You could also change your business rules so that void rows get their dateStarted put in the dateCompleted column, making your query like this:

where
t.dateCompleted = '1/14/2009' -- I encourage '20090104' as this will parse correctly, platform and region independently
and (t.void = 1 or t.finalized = 1)

which will probably use the index.
 
I've discovered that depending upon the date used, the optimizer will actually use the indexes in rare cases and then perform its own "sort distinct" to get rid of duplicates(according to the execution plan). This appears to happen only when there is little or no data matching the date in the WHERE clause.

So apparently the optimizer is making some guess about the number of rows returned by each index seek and then deciding whether the table scan or the sort/duplicate is more efficient?

The UNION always appears to correctly use the index and is far superior than the OR.

Per your other suggestion, dateCompleted actually has a special meaning and should not be populated if it is voided. Voided loads cannot be completed so the business process change would not apply here although I could see this working in other scenarios.

It appears to me, in this case, that the correct approach is a UNION to ensure efficient query plans? Unless there is some reason not to use it?

Why would a combined index on dateStarted, dateCompleted be more likely to be picked here? I am going to create that in our test environment and see what the results are.

Thanks!
 
The optimizer's choices are always highly dependent on the accuracy of the statistics, which give it information not just about number of rows total in the table, but also about the selectivity of various indexes and thus the likely number of rows for any particular conditions and joins as well. Pay attention to the difference between estimated & actual rows; when they are wildly different the optimizer is NOT going to be picking the best execution plans.

Without having the tables in front of me to play with it's hard to say, but I'd experiment with leaving off the t.void and t.finalized parts just to see if that changes things. Perhaps putting a nested query with those parts on the outside could make a difference. It's hard to suggest... I'd try lots of things to try to understand why the indexes are being picked or not.

Also, if your indexes don't include the void and finalized columns, a bookmark lookup has to be done anyway (or some kind of join between the nonclustered index and the clustered index, I've seen both in execution pllans). What those joins look like could make more clear what is going on.

I didn't expect the business rule change to be possible for you, but it was an option... to help in trying to think outside the box.

There's no reason not to use UNION if it's giving superior query performance. I just would want to know WHY.

Have you tried forcing the index usage?

Last, your question about the index is that it is quite a different task to scan a single index for two values to find candidate rows than it is to scan two indexes and combine the candidate rows. I don't really KNOW if this will work, but it could. As I think about it, I doubt it would be better than your UNION query.

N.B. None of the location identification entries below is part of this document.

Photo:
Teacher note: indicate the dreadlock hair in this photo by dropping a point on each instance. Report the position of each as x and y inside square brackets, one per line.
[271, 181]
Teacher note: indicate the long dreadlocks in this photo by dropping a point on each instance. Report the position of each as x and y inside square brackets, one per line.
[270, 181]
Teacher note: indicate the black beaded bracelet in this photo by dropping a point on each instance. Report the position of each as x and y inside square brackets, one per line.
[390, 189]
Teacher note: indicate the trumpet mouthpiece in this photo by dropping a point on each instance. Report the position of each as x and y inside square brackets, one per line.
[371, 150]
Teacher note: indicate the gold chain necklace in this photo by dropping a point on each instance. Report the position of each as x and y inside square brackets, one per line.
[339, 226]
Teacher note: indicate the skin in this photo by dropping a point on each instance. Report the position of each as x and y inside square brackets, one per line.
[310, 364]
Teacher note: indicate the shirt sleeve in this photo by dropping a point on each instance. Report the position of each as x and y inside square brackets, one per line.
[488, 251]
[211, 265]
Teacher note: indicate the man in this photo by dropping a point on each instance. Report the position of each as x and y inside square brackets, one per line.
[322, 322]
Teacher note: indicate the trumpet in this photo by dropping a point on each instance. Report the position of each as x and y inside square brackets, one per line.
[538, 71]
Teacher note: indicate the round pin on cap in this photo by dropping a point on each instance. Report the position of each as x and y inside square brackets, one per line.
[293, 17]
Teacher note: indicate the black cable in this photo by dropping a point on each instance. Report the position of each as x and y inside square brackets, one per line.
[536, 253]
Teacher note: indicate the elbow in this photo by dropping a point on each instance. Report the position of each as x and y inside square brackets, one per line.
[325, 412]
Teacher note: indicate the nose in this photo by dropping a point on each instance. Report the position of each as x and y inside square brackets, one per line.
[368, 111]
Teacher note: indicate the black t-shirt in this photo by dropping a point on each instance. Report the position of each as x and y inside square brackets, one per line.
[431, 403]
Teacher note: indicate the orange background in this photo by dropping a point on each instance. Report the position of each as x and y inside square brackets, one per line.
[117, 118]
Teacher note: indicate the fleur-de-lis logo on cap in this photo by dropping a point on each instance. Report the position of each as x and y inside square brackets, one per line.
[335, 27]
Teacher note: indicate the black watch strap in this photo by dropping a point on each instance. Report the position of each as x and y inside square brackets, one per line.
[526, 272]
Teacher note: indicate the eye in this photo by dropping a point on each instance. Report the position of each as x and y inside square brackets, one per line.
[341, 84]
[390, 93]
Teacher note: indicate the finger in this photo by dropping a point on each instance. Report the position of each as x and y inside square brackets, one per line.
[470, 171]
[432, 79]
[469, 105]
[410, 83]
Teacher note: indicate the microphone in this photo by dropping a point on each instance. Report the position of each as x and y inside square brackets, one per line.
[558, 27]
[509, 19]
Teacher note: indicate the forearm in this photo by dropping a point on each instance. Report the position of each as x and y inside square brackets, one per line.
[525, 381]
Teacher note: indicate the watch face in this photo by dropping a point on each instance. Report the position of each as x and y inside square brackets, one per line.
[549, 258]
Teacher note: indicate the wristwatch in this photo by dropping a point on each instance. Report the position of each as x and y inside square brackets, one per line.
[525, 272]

The UNION is straightforward as it allows you to do two index seeks, and if the number of rows returned is small, the bookmark lookups or join to the clustered index will be very inexpensive.

 
I've tried to break this down to its most basic components hoping this will lead to some revelation as to why it's not picking the indexes. The table being queried has a little over 1.2 million rows in it.

The following will use the indexes:

SELECT fld1
FROM tbl
WHERE
(dteStarted = '12/17/2008' or dteCompleted = '12/17/2008')

Index1 Estimated Row Count = 2528
Index2 Estimated Row Count = 2549

However, apparently if I add any other condition outside of the OR, the indexes are no longer used as in:

SELECT fld1
FROM tbl
WHERE
bitDeleted = 0
and
(dteStarted = '12/17/2008' or dteCompleted = '12/17/2008')

The result is a clustered index scan with:

Estimated Row Count = 5069

However, if I use the UNION, the index is always used cutting the query time from 30+ seconds to about 2 seconds on average.

SELECT fld1
FROM tbl
WHERE
bitDeleted = 0
and dteStarted = '12/17/2008'
UNION
SELECT fld1
FROM tbl
WHERE
bitDeleted = 0
and dteCompleted = '12/17/2008'

All of the estimated row counts look reasonable and are consistent with the actual row counts in all cases.

Any ideas as to why it would choose to scan the table just because of the additional criteria in the WHERE clause with the OR? Even if the additional field has an index it makes no difference as I've tried it with several different fields and types.

It would seem logical to me that it would take advantage of the index, get the 2500 rows, do the bookmark lookup and then filter them instead of scanning the table.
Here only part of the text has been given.